Побеждённые | страница 11



Во время чтения Елочка несколько раз останавливалась, тщетно стараясь справиться с душившим ее волнением. Как ни хотелось ей пожать руку и сказать несколько теплых слов участия, накипавших в груди, она была слишком замкнута, щепетильна и стыдлива, чтобы позволить себе выразить чувства там, где этого не ждали и не просили. Положив письмо и веточку около раненого, она отошла. Издали наблюдала за ним, видела, что он лежит всё в той же позе, и, подавляя вздох, продолжала свою работу. Только по окончании дежурства она подошла к нему и остановилась в нерешительности… Неужели так и уйти, оставить, не сказав ни слова? Словно почувствовав взгляд, он открыл глаза, показавшиеся ей особенно большими и блестящими.

— Я ухожу. Надеюсь, вам будет лучше… Господь с вами, — прошептала она, не находя слов.

Он взял ее руку. Она думала, он пожмет ее или ответит что-нибудь, но он не сделал ни того ни другого. Быть может, он в своем полубреду уже забыл, что завладел рукой девушки, продолжая держать эту руку, закрыл глаза и беспокойно водил головой по подушке. Она постояла над ним и слегка потянула руку… Потянула еще раз и вышла.

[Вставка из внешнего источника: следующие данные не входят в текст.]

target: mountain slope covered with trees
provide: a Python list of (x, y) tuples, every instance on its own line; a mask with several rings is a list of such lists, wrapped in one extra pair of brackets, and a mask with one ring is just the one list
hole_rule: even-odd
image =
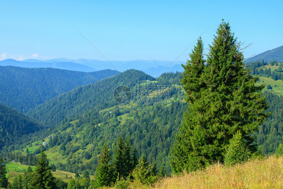
[(27, 114), (39, 122), (54, 125), (64, 118), (82, 115), (90, 109), (112, 107), (117, 104), (113, 96), (117, 87), (125, 85), (132, 88), (148, 80), (155, 79), (140, 71), (128, 70), (58, 96), (29, 111)]
[(263, 52), (246, 60), (246, 62), (253, 62), (263, 59), (270, 62), (271, 60), (283, 61), (283, 46)]
[(0, 66), (0, 102), (26, 113), (62, 93), (118, 73)]

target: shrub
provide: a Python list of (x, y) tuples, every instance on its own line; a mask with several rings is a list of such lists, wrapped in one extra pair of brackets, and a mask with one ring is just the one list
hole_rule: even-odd
[(250, 152), (243, 140), (242, 133), (238, 131), (230, 140), (224, 159), (225, 164), (231, 166), (244, 163), (250, 156)]
[(114, 188), (115, 189), (127, 189), (129, 187), (130, 182), (130, 179), (129, 176), (127, 177), (127, 179), (125, 179), (123, 177), (121, 177), (120, 179), (119, 179), (118, 173)]

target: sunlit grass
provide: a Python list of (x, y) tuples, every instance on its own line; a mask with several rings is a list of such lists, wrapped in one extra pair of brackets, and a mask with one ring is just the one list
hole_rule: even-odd
[(162, 179), (153, 186), (130, 188), (283, 188), (283, 157), (274, 156), (227, 167), (217, 163), (205, 170)]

На следующий день в его состоянии не было никакого улучшения: он дышал опять очень коротко, просил кислорода и метался. Елочка сначала не была уверена, что он узнал ее. К концу дня его потребовали в операционную: дядя Елочки должен был делать ему резекцию ребра. Елочка слышала, как сестры говорили, что это делается без наркоза. Когда санитар рявкнул около самого уха, что такого-то раненого следует безотлагательно доставить в операционную, согласно приказу господина полковника — старшего хирурга, она почувствовала, как по коже у нее пробежали мурашки.

— Осторожней! Осторожней! — говорила она санитарам, сама шла рядом, а он даже не спрашивал, куда и зачем его несут. Но когда его переложили на операционный стол, он поднял веки и медленно стал обводить глазами белые стены операционной и чужие лица людей в белых халатах, хирурга с приготовленными уже руками, которые тот держал слегка приподнятыми, покуда одна из сестер надевала ему маску.

Потом глаза его остановились на Елочке. Понял ли он всю глубину ее сострадания, которое не притупила еще ни привычка, ни профессиональность, или, может быть, среди совсем чужих, равнодушных лиц она показалась ему уже своей, знакомой и родной, но он сказал:

— Сестрица, останьтесь со мной… Не уходите.

И опять ее рука оказалась в его руке.